Gajendra Smeeta, Sharma Rashi, Goel Shalini, Goel Ruchika, Lipi Lipika, Sarin Hemanti, Guleria Mridula, Sachdev Ritesh
Department of Pathology & Laboratory Medicine, Medanta the Medicity, GURGAON, INDIA.
Turk Patoloji Derg. 2016;32(2):105-11. doi: 10.5146/tjpath.2015.01349.
Histoplasmosis is an infectious disease caused by the dimorphic fungus Histoplasma capsulatum, endemic in central and eastern states of United States, South America and Africa. India is considered to be non-endemic area for histoplasmosis. Disseminated histoplasmosis may affect almost all systems. Disseminated histoplasmosis with asymptomatic adrenal involvement has been described in immunocompromised patients; whereas isolated adrenal involvement with adrenal insufficiency as the presenting manifestation of the disease is rare.
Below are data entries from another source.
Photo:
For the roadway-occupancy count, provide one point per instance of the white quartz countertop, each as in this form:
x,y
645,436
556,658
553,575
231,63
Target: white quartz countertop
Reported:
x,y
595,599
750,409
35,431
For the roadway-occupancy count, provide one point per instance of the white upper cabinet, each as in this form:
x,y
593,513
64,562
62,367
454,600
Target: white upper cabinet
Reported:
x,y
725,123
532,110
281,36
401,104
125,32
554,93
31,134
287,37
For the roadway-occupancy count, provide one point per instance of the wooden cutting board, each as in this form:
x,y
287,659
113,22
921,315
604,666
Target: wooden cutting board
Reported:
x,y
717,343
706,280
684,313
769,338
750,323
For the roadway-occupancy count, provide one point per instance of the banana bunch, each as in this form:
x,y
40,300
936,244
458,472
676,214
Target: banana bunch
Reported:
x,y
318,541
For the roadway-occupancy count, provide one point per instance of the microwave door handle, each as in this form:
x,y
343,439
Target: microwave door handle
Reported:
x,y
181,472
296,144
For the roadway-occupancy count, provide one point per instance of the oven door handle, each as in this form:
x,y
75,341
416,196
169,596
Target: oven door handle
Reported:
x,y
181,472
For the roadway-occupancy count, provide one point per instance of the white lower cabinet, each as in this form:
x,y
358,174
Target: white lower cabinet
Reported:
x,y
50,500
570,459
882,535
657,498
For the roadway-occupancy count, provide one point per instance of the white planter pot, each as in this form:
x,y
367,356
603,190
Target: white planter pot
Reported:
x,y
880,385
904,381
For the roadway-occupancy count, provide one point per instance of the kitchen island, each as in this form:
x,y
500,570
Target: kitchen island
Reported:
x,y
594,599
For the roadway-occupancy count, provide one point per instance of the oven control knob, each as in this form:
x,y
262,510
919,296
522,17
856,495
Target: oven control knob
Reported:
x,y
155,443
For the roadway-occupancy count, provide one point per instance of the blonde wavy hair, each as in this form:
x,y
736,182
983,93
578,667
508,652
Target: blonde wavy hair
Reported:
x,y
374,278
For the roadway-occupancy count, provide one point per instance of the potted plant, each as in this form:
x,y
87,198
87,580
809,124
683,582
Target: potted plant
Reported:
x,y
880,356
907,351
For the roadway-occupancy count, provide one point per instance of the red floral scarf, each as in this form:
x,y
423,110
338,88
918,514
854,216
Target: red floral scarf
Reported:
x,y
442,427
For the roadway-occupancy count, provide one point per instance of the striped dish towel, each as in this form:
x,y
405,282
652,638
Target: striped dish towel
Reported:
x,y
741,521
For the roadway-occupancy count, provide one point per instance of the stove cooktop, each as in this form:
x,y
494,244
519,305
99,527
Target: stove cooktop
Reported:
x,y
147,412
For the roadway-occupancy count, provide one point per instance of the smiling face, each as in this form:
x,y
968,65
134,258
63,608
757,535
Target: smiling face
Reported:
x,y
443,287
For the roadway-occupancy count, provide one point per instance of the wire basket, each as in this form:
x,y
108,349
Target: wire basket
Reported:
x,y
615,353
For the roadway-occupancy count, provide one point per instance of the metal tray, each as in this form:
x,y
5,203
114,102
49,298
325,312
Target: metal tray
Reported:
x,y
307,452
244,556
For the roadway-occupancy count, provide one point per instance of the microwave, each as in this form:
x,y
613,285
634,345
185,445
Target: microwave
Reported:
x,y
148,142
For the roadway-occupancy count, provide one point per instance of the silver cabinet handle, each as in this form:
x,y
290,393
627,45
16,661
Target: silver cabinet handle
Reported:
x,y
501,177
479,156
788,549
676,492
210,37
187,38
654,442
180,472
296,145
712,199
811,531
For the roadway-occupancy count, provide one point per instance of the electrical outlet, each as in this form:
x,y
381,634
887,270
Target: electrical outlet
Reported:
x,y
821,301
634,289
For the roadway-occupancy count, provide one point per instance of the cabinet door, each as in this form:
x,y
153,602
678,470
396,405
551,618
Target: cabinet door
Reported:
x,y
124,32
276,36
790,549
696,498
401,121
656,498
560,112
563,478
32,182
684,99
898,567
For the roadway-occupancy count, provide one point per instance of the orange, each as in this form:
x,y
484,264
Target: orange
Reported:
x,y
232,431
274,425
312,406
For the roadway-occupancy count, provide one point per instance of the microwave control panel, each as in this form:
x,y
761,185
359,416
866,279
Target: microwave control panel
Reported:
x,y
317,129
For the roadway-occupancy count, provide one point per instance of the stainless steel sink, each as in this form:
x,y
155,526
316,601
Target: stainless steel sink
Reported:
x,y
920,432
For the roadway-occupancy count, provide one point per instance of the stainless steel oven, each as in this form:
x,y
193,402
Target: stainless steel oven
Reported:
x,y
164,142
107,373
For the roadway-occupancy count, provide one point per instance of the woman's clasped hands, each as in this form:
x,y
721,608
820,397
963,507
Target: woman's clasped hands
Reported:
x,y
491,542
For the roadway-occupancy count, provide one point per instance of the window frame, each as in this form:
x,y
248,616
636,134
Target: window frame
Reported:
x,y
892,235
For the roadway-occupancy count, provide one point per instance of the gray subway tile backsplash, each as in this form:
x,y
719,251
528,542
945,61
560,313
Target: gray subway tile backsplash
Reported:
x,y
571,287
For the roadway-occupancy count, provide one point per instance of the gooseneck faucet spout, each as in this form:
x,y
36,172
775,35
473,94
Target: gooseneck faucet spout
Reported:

Twelve patients from a non-endemic area with adrenal histoplasmosis, who were immunocompetent and diagnosed as adrenal histoplasmosis by cytology/histopathology between January 2012 to December 2014 were studied. 18F-FDG PET/CT (fluorodeoxyglucose positron emission tomography/computed tomography) was used to assess the extent of involvement.
There were a total of 12 immunocompetent males (mean age: 56.9 years). Ten patients had bilateral adrenal involvement and two had a unilateral left adrenal mass. All the patients had histopathologically/cytologically proven adrenal histoplasmosis. Two patients had simultaneous histoplasmosis of other sites, one in the epiglottis and the other in the alveolus. 18F-FDG PET/CT was performed in 10 patients showing high FDG uptake in the adrenals. All these patients received Amphotericin B and/or Itraconazole treatment that led to symptomatic improvement.
A diagnosis of invasive fungal infection requires a high index of suspicion, especially in immunocompetent patients who present with nonspecific symptoms, clinical signs, laboratory and radiological features that can resemble adrenal neoplasms. Clinical specimens must be sent for cytopathology/histopathology together with fungal culture for a definite diagnosis and appropriate management.
组织胞浆菌病是一种由双相真菌荚膜组织胞浆菌引起的传染病,在美国中部和东部各州、南美洲和非洲流行。印度被认为是组织胞浆菌病的非流行地区。播散性组织胞浆菌病可累及几乎所有系统。免疫功能低下的患者中曾有播散性组织胞浆菌病伴无症状肾上腺受累的报道;而以肾上腺功能不全为首发表现的孤立性肾上腺受累则较为罕见。
对2012年1月至2014年12月期间来自非流行地区的12例肾上腺组织胞浆菌病患者进行研究,这些患者免疫功能正常,通过细胞学/组织病理学诊断为肾上腺组织胞浆菌病。使用18F-FDG PET/CT(氟脱氧葡萄糖正电子发射断层扫描/计算机断层扫描)评估受累范围。
共有12例免疫功能正常的男性患者(平均年龄:56.9岁)。10例患者双侧肾上腺受累,2例患者左侧肾上腺有单侧肿块。所有患者经组织病理学/细胞学证实为肾上腺组织胞浆菌病。2例患者同时存在其他部位的组织胞浆菌病,1例在会厌,另1例在肺泡。10例患者进行了18F-FDG PET/CT检查,显示肾上腺有高FDG摄取。所有这些患者均接受了两性霉素B和/或伊曲康唑治疗,症状有所改善。
侵袭性真菌感染的诊断需要高度怀疑,尤其是对于出现非特异性症状、临床体征、实验室和影像学特征类似于肾上腺肿瘤的免疫功能正常患者。必须将临床标本送检进行细胞病理学/组织病理学检查以及真菌培养,以明确诊断并进行适当治疗。